Analysis of the top-view measurements revealed that spanwise deformations with a wavelength of $\unicode[STIX]{x1D706}_{z}/c\approx 0.1$ tend to develop in the vortex filaments in the aft portion of the bubble and downstream of mean reattachment for all cases (figures 18 and 20). Added insight into these deformations is provided by the POD results, as structures with a corresponding spanwise wavelength are evident in the POD spatial modes (e.g. modes 3 and 4 in figure 22). Modes 3 and 4 show temporal periodicity linked to the fundamental frequency, but are associated with a significantly lower energy content compared to modes 1 and 2 (figure 23 a). Evidence of prominent spanwise deformations of the main rollers is best captured in the spanwise components of the first four modes, as illustrated in figure 24. This indicates that spanwise deformations tend to occur repeatedly with prevalence at some spanwise locations. A similar observation is made in the experiments of Michelis et al. (Reference Michelis, Kotsonis and Yarusevych2018) (cf. their figure 3b), who studied a separation bubble formed on a flat plate. In theirs and this experiment, careful attention was paid to the model and facility to prevent any intentional spanwise modulation of disturbances, however, whether the occurrence of these spanwise deformations at these preferred spanwise locations is a result of the underlying physics or is due to some minute imperfection in the experimental set-up is unclear.
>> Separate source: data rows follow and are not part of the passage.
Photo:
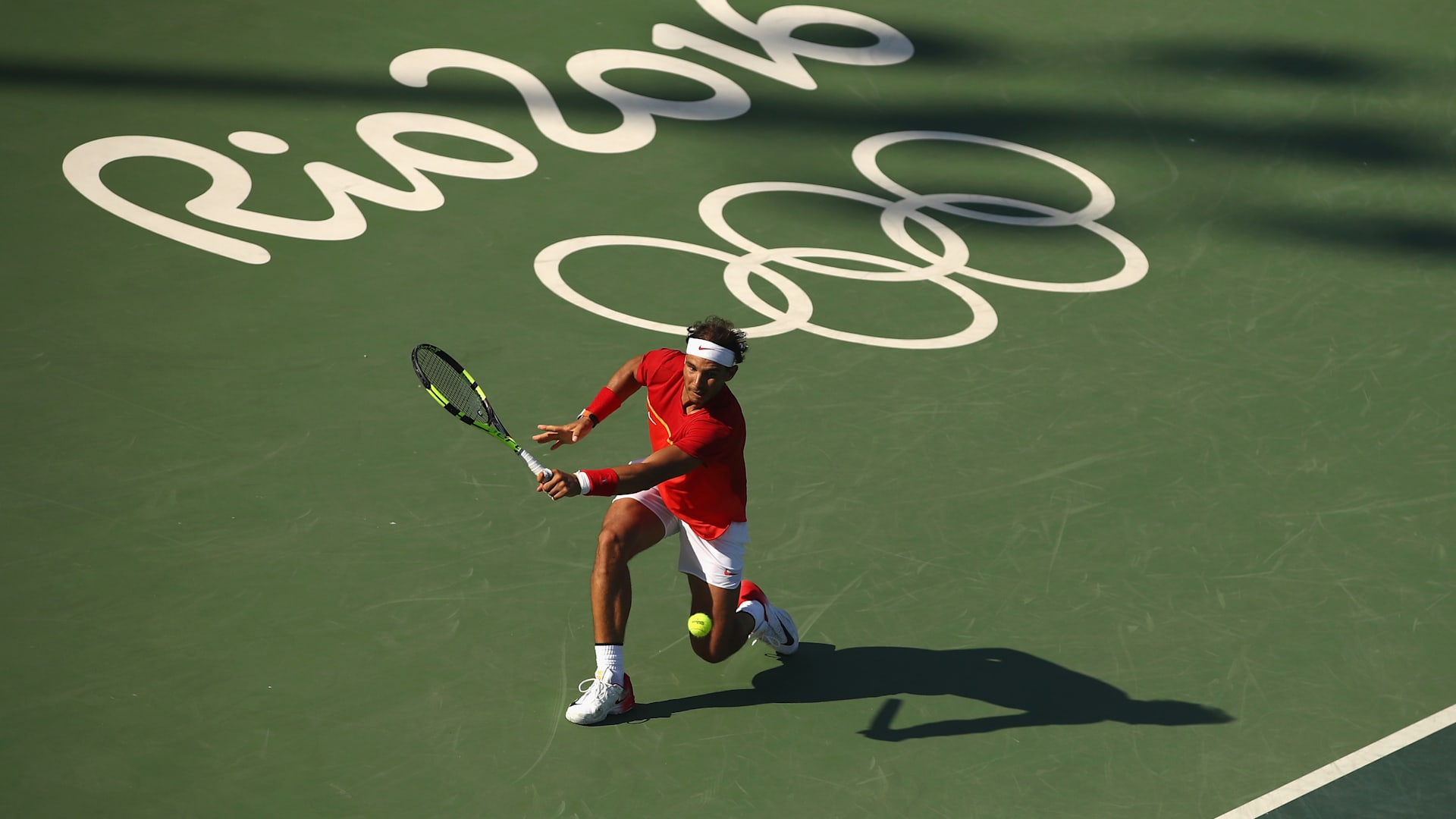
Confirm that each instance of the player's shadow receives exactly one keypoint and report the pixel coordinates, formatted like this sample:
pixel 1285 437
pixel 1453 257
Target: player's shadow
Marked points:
pixel 1044 692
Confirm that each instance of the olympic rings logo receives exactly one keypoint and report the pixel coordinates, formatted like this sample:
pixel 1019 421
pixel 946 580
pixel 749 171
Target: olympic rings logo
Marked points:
pixel 896 213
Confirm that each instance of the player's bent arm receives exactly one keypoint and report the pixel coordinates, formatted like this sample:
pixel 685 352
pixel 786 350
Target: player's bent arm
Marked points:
pixel 663 465
pixel 620 387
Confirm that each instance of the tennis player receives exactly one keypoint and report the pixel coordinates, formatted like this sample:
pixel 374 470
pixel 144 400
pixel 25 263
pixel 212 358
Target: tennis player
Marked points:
pixel 693 485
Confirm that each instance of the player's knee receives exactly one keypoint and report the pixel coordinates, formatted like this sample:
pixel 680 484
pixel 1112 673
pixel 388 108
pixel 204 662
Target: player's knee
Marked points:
pixel 612 547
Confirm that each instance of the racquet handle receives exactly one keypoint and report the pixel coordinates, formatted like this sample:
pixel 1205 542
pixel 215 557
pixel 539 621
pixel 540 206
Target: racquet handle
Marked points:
pixel 536 465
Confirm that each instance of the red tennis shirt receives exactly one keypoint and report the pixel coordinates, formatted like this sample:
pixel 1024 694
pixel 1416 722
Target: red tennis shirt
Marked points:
pixel 715 494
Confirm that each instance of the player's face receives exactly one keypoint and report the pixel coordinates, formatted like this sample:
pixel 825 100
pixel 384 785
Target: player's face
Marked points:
pixel 704 379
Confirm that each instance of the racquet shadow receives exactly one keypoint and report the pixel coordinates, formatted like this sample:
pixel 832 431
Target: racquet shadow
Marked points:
pixel 1044 692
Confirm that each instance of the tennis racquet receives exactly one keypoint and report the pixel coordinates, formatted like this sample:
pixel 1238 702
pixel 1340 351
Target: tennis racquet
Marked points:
pixel 462 397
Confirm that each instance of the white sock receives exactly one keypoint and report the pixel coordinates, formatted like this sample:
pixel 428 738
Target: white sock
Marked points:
pixel 609 664
pixel 755 610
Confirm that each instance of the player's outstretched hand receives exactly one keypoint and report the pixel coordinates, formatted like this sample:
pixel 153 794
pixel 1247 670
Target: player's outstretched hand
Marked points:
pixel 561 484
pixel 563 433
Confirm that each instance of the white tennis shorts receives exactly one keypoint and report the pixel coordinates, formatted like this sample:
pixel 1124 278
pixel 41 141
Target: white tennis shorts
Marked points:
pixel 718 563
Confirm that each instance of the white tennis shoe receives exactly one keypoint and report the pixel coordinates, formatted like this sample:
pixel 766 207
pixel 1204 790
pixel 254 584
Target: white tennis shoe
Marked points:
pixel 778 629
pixel 599 700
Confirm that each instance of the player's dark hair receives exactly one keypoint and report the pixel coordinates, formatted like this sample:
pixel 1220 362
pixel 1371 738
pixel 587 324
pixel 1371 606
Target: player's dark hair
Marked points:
pixel 721 333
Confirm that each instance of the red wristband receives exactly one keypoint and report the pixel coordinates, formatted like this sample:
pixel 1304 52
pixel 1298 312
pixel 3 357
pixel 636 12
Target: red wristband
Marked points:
pixel 604 404
pixel 603 482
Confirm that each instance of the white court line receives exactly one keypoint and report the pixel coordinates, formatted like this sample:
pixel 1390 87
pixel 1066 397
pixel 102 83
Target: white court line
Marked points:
pixel 1345 765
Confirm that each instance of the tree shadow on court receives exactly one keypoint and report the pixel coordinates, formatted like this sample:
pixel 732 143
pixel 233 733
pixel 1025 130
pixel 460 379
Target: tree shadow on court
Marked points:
pixel 1044 692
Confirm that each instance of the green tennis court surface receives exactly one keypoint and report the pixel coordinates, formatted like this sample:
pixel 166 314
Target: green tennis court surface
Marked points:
pixel 1103 436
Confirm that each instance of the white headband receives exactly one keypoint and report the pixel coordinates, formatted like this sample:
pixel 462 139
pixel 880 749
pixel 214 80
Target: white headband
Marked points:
pixel 714 353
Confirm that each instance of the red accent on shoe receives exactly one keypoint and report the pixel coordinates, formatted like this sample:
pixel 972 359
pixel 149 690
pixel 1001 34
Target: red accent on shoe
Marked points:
pixel 628 700
pixel 748 591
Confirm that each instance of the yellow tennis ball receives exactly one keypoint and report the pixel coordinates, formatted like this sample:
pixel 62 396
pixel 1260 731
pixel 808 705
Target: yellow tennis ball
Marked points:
pixel 699 626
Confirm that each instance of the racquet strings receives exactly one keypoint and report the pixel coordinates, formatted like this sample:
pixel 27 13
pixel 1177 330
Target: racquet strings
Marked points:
pixel 453 385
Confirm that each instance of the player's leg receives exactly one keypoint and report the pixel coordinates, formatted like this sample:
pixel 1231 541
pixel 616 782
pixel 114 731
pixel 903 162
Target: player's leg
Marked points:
pixel 631 526
pixel 714 570
pixel 628 529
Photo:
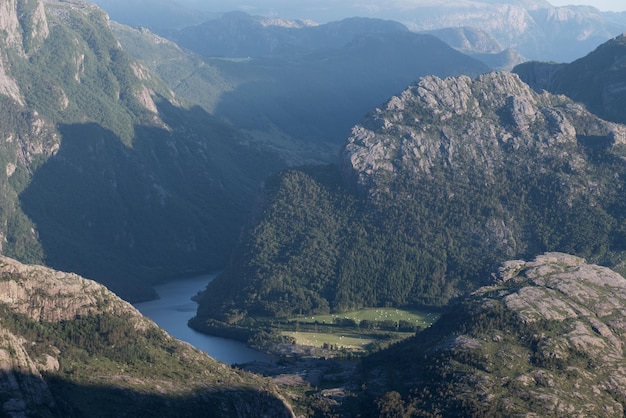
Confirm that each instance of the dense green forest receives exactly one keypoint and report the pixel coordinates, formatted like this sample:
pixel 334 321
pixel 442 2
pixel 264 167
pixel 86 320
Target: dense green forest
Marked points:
pixel 107 174
pixel 322 242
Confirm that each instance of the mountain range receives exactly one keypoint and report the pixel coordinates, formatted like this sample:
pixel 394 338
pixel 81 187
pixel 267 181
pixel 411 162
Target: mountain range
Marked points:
pixel 435 187
pixel 69 347
pixel 300 89
pixel 104 172
pixel 534 28
pixel 490 196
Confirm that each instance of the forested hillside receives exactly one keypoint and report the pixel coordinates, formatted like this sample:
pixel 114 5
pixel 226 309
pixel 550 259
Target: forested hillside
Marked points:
pixel 299 89
pixel 446 180
pixel 545 338
pixel 104 172
pixel 71 348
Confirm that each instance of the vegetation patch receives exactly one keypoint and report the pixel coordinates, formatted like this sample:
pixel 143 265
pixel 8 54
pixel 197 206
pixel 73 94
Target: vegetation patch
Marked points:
pixel 335 341
pixel 376 318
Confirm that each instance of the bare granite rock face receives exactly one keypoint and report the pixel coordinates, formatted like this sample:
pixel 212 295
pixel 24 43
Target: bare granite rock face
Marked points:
pixel 459 123
pixel 575 311
pixel 545 338
pixel 30 366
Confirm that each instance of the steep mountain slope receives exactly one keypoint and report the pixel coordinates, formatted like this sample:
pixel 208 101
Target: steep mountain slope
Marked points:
pixel 71 348
pixel 597 80
pixel 306 102
pixel 104 173
pixel 545 338
pixel 444 181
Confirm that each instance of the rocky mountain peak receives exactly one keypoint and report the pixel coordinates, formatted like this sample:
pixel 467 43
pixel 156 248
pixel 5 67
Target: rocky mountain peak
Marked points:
pixel 458 123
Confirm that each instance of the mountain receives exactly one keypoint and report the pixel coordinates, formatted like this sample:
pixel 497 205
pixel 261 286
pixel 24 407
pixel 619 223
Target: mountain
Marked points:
pixel 240 35
pixel 480 45
pixel 444 181
pixel 534 28
pixel 104 171
pixel 544 338
pixel 71 348
pixel 305 99
pixel 161 15
pixel 596 80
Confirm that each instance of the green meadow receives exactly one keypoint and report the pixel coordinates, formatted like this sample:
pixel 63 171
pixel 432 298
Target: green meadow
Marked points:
pixel 422 319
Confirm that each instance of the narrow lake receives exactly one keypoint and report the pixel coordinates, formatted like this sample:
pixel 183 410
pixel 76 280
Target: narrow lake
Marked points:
pixel 174 308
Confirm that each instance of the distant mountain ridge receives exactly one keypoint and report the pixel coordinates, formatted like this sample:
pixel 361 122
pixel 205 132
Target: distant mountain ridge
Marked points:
pixel 103 172
pixel 303 100
pixel 447 179
pixel 597 80
pixel 536 29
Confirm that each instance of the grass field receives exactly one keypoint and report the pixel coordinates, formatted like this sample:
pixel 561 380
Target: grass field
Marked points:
pixel 321 330
pixel 316 339
pixel 423 319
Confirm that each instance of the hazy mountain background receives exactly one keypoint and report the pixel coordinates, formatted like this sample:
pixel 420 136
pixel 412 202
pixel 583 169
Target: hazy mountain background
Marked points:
pixel 434 188
pixel 535 28
pixel 104 172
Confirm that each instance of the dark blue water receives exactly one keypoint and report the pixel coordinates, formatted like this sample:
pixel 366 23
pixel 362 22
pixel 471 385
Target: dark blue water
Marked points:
pixel 174 308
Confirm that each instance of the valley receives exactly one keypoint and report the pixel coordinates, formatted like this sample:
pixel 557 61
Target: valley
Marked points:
pixel 411 216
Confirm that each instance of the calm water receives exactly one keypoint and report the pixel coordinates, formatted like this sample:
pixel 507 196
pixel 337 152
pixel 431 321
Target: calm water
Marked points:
pixel 175 307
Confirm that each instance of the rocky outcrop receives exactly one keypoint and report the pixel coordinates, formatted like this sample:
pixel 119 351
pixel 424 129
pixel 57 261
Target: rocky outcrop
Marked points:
pixel 145 367
pixel 460 123
pixel 545 338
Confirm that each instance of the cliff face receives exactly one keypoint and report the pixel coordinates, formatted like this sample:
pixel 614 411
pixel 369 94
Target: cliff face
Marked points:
pixel 453 176
pixel 459 124
pixel 546 337
pixel 98 157
pixel 64 338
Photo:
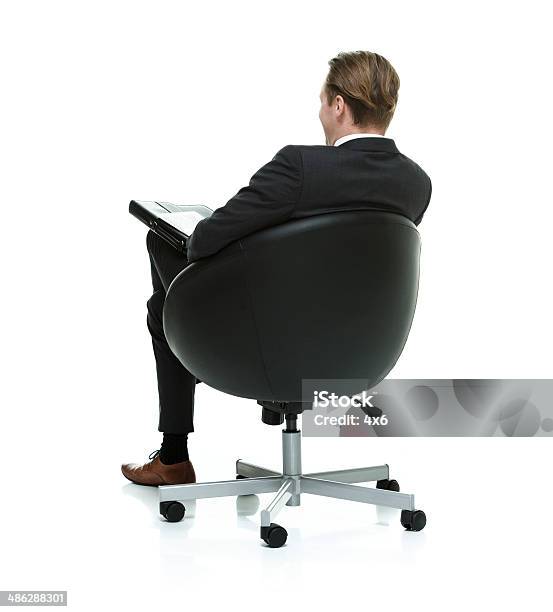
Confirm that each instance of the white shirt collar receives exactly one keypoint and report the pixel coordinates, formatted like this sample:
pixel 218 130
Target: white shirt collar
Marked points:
pixel 352 136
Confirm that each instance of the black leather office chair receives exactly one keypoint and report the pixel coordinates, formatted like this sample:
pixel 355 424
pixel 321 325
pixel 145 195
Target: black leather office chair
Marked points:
pixel 328 298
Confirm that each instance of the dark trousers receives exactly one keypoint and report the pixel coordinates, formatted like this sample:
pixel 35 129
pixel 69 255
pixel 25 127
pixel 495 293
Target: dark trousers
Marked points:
pixel 176 385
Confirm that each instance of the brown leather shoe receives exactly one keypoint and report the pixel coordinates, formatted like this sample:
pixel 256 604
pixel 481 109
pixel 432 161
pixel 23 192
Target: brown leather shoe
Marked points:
pixel 155 473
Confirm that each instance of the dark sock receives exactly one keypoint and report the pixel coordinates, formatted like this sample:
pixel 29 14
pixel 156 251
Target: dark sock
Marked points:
pixel 174 448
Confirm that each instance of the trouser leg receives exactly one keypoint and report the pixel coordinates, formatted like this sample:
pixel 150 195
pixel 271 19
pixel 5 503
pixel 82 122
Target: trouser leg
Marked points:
pixel 176 385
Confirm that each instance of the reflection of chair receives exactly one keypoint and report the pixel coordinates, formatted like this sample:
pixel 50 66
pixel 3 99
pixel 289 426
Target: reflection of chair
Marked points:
pixel 328 298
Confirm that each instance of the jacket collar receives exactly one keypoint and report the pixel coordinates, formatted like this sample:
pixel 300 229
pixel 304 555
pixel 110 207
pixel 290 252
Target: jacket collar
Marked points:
pixel 375 143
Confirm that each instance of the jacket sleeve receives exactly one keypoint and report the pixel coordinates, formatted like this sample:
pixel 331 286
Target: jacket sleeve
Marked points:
pixel 269 199
pixel 421 215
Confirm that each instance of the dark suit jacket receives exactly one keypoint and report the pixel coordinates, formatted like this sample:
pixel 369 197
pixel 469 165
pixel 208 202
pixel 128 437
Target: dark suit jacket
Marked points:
pixel 304 180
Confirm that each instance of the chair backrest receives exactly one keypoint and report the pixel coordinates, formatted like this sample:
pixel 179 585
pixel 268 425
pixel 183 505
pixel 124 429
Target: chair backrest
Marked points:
pixel 328 297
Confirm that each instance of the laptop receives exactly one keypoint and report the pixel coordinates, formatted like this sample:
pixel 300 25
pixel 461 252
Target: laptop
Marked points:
pixel 172 222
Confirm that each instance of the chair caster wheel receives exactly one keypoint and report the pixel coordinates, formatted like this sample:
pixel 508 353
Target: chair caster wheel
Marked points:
pixel 413 520
pixel 172 511
pixel 388 485
pixel 274 536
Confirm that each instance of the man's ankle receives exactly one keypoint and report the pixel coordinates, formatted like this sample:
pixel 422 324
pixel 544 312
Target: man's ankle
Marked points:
pixel 174 448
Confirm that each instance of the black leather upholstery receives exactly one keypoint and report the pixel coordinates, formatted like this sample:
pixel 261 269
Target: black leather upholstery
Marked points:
pixel 325 297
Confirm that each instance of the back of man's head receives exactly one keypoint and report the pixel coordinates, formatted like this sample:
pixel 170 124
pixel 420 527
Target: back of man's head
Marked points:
pixel 369 85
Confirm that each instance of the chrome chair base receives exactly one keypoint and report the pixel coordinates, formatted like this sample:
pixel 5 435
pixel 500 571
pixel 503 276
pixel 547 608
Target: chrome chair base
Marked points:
pixel 288 487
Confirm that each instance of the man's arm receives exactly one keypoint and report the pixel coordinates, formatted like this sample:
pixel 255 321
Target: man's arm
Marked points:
pixel 269 199
pixel 419 218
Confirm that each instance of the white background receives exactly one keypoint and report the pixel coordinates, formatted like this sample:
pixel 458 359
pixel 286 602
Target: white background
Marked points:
pixel 107 101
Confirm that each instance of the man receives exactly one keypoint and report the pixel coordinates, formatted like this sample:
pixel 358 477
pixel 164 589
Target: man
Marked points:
pixel 358 169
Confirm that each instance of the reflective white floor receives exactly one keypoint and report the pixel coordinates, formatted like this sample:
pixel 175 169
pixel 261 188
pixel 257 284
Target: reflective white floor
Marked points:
pixel 81 526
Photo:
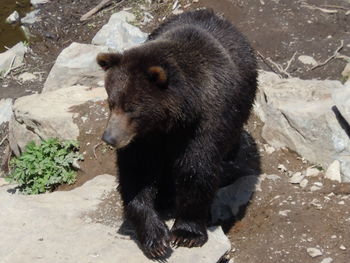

Nevertheless, it is apparent that such repeated spanwise deformations associated with some preferential wavelength are inherent to the development and breakup of the main shear layers rollers.

Figure 24.

Normalized POD spatial modes coloured by the spanwise component ( $\unicode[STIX]{x1D719}_{w}^{(n)}$ ). Dashed and dotted lines denote $x_{H}/c$ and $x_{R}/c$ , respectively.